WARNING: This review contains explicit language which some people may find offensive.

I attended a special screening of "L'Inferno" at the Rubin Museum of Art in Manhattan; for this screening, the film's intertitles had been removed, and the movie's dialogue and narration were spoken live by the brilliant actors Len Cariou and Roberta Maxwell, accompanied by an appropriately hellish violin score by Gil Morgenstern.

For all its considerable crudeness, this early film is still powerful. Much of its impact is due to the decision to depict the (male) inhabitants of Hell entirely naked. (A couple of them are wanting an arm or a leg.) The image of naked men desperately scrambling for room in Charon's cramped coracle is far more effective than the same image would have been with costumed actors. The film would have been even more powerful had it included female nudity, although I concede that this would have been too much to expect in 1911. Even the nudity which we see here is undercut by the fact that some of the men in Hell are wearing nappies. The notorious sequence in the river of excrement is cleaned up somewhat here, to feature merely a river of dirty water. The narration includes a reference to the famous sign at the entrance to Hell -- "Abandon all hope, ye who enter here" -- yet we never see this sign; perhaps it was rendered in Italian in the original prints of this film, and was therefore cut out of prints exhibited outside Italy.

The exterior scenes are shot against stark cliffs plunging perpendicularly to the sea, affording no shelter: the landscapes of Hell. Several flashbacks contain interior shots, featuring painted sets of the style which modern audiences will attribute to French film-maker Georges Melies.

I try to perceive every film that I view in the context of its own time. Regrettably, most of the acting here is crude even by 1911 standards. The subject matter allows for some melodramatic overacting, yet these actors exceed the limits. The special effects, too, are crude by 1911 standards. Several of the double exposures are off-register, with visible "shimmy". The hell-hound Cerberus looks like a three-headed ostrich cross-bred with a poodle. Georges Melies was doing more convincing special effects in 1906. I did like the clever method of giving Beatrice a halo by placing a whirligig behind the actress's head. The costumes in the flashback sequences are impressive.
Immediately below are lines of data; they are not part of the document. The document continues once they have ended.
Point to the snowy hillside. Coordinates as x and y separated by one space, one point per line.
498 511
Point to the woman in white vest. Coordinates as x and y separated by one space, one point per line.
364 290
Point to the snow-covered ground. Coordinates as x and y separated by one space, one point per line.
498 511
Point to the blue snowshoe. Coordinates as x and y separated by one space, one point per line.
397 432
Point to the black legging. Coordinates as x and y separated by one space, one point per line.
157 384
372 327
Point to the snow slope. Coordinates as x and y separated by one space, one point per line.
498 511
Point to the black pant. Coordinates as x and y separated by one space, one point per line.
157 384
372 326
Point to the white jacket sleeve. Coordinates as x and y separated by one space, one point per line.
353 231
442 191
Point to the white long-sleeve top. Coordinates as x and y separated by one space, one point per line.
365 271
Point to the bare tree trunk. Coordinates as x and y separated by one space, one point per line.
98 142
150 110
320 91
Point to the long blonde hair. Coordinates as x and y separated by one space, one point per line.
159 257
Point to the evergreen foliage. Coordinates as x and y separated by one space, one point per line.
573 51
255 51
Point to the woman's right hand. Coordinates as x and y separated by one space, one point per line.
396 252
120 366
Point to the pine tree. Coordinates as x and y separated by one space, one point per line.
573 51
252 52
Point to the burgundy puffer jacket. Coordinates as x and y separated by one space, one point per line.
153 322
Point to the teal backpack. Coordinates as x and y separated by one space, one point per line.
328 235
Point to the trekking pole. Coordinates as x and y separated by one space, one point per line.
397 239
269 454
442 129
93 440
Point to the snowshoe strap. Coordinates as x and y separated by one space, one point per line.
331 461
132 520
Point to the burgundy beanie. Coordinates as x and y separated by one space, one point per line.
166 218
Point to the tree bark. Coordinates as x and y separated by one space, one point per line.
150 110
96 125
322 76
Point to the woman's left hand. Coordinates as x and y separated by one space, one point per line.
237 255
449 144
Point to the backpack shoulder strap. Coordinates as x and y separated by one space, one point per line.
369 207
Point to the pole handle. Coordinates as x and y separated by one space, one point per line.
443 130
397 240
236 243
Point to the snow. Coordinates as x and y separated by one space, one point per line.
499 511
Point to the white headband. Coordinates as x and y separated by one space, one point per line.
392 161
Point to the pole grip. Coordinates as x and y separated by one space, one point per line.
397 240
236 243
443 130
For the screening which I attended, the original Italian intertitles were newly translated by Robert Pinsky of the Poetry Society of America. I feel that he should have been less literal and more colloquial: when Dante described a damned soul "making a fig", it wasn't immediately clear to the (mostly American) audience that this referred to an obscene hand-gesture.

For all its crudity, this is an astonishing film with great visual impact. I wish that the same production company had tackled Dante's "Purgatorio" and "Paradiso". My rating: 8 out of 10.